10:15 am: MongoDB Challenges

12:00 pm: The dreaded lunchtime. Stay warm.

1:30 pm: Back for glorious work on Mongo challenges and Fletcher data gathering

3:00 pm: Plot.ly workshop with Brooke Parsons from Plot.ly

5:00 pm: The End

Reading

Intro to Mongo
Mongo query documentation
Pymongo tutorial

Lecture Notes

NoSQL and MongoDB slides (198.3 KB)

Mongo / Pymongo Challenges

Setup

Make sure that mongodb is setup and the database server (mongod) is running.

We are going to work with reviews of Heavy Metal movies. Hellz Yeah. Unzip and unpickle the following file:

heavy_metal_parsed.pkl.zip (1.1 MB)

import pickle
with open("heavy_metal_parsed.pkl", 'r') as datafile:
    heavy_metal_reviews = pickle.load(datafile)

It's a list of dictionaries. One dictionary per review: perfect for a mongo document. The key raw has the full text as a list of lines. For example, to see the first review, you can do:

first_review = heavy_metal_reviews[0]
for line in first_review['raw']:
    print line

which will give you:

200 MOTELS (1971)
DIRECTORS: Tony Palmer, Frank Zappa
CAST: Frank Zappa, Ringo Starr, Mark Volman, Howard Kaylan, Keith Moon
METAL CRED
Frank Zappa
Nun Desecration
THE MEAT
Beyond his metal sainthood for battling the censor-witches of the PMRC and getting named checked by Deep Purple in “Smoke on the Water”, musical visionary Frank Zappa led many rock fans to heavy metal.
And, from there, he led many metal fans to the outer expanses of rock’s possibilities.
Zappa also opened countless banging heads to the far reaches of jazz, classical, doo-wop, and any other art form that could involve (brilliant) noise and (brilliantly dumb) dirty jokes.
200 Motels is Zappa’s first crack at major motion picture madness, and it
embodies the much forgotten cultural moment when acid rock tumbled forever into the black pits of rising heavy metal.
Surrealistic sketches and psychedelic set pieces about the insanity of a being on tour are interspersed among performances in which the Mothers jam with London Philharmonic.
Ringo Starr plays Zappa during the talking parts. Zappa himself, plays guitar throughout, demonstrating how very much of a six-string maestro he was, every lick on par with his future collaborators Steve Vail and Yngwie Malmsteen.
SOLID METAL NUGGETS
- A psychedelic cartoon interlude admiringly tweaks Black Sabbath and Grand Funk Railroad.
- Keith Moon, madman drummer of the Who, pops up—and off—as “The Hot Nun.”

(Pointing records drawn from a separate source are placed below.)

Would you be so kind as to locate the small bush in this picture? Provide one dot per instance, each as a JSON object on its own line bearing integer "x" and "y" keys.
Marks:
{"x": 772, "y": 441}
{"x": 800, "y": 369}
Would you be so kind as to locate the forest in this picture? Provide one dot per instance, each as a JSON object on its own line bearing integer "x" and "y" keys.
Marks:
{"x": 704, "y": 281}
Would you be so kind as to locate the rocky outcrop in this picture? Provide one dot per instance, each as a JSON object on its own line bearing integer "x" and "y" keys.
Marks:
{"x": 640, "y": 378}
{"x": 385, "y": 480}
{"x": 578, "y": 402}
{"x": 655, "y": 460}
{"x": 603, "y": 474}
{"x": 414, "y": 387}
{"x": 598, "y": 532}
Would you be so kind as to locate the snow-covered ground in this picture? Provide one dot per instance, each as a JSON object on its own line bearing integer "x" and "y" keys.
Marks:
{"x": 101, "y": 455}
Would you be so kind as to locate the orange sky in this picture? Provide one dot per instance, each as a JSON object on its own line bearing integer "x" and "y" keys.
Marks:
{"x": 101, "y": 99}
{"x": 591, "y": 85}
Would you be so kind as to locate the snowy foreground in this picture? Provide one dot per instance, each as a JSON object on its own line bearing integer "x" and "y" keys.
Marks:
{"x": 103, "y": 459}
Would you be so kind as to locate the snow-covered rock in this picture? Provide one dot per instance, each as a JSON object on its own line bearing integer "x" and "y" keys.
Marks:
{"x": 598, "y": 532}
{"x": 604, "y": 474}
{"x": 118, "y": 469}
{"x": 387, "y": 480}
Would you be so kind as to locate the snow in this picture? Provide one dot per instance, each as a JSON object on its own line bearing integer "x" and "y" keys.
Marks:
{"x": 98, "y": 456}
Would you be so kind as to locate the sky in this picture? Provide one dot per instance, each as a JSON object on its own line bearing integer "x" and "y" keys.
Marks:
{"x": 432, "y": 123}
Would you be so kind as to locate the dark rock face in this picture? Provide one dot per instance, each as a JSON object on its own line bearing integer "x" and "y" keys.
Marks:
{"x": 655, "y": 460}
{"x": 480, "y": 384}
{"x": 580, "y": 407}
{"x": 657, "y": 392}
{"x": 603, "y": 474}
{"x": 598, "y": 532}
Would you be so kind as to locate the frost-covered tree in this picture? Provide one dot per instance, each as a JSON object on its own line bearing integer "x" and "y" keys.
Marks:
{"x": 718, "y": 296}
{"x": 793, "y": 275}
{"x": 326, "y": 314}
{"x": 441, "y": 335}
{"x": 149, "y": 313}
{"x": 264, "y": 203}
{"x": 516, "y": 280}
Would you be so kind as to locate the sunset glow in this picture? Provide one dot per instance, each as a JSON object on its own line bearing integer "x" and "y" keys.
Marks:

Let's see what other fields each document has:

print first_review.keys()

shows

['raw',
 'head',
 'metal_cred',
 'title',
 'direct',
 'solid_metal_nuggets',
 'cast',
 'the_meat',
 'year',
 'sections']

Basically, each section in the review is parsed into it's own key.

Ok, put these documents into a mongodb collection. For these challenges, do not use the heavy_metal_reviews list directly. Use mongo queries (you can use the mongo client directly or use pymongo from within python).

Challenge 1

Make a histogram of the years in the data. How many metal movies came out over the years?

Challenge 2

Find the cast member that appeared in most Heavy Metal movies. Is there one that is shared by more than one of these movies? Or are they all completely different actors for every movie?

Challenge 3

Find the most used words in Heavy Metal film titles. Is there a word that appears in a lot of them? Is it "The"? If it is something like "the", How can you get around that? Find one "meaningful" word that appears the most (this means non-structural word, unlike "the" or "a" or "in")

Challenge 4

METAL CRED section lists themes included in these movies that makes them more metal. What were the top 5 metal cred keywords in the 70s? In 80s? In 90s, In 2000s?

Challenge 5

Let's use the length of the METAL CRED section as a proxy score for how metal a movie is. Let's call this the METAL SCORE. To each mongo document, add the metal_score as a new field.

Challenge 6

Find the director that is MOST METAL per movie (director with the highest average metal score). Remember that some movies have multiple directors.

Challenge 7

The majority of directors and actors will have worked on a single movie. See if there are any directors that worked with an actor more than once. If so, find the director-actor duo that have worked together the most times.

Challenge 8

Create an index on the 'director' field to make the queries involving it faster.
What is an index?

Creating an index in mongo
Creating an index in pymongo
Single field index on mongo
Mongo documentation on indexes

Challenge 9 (Optional challenge for early finishers)

For each decade, make a histogram of metal scores. Also, calculate the average metal score for each decade. Which decade was the most pure metal decade?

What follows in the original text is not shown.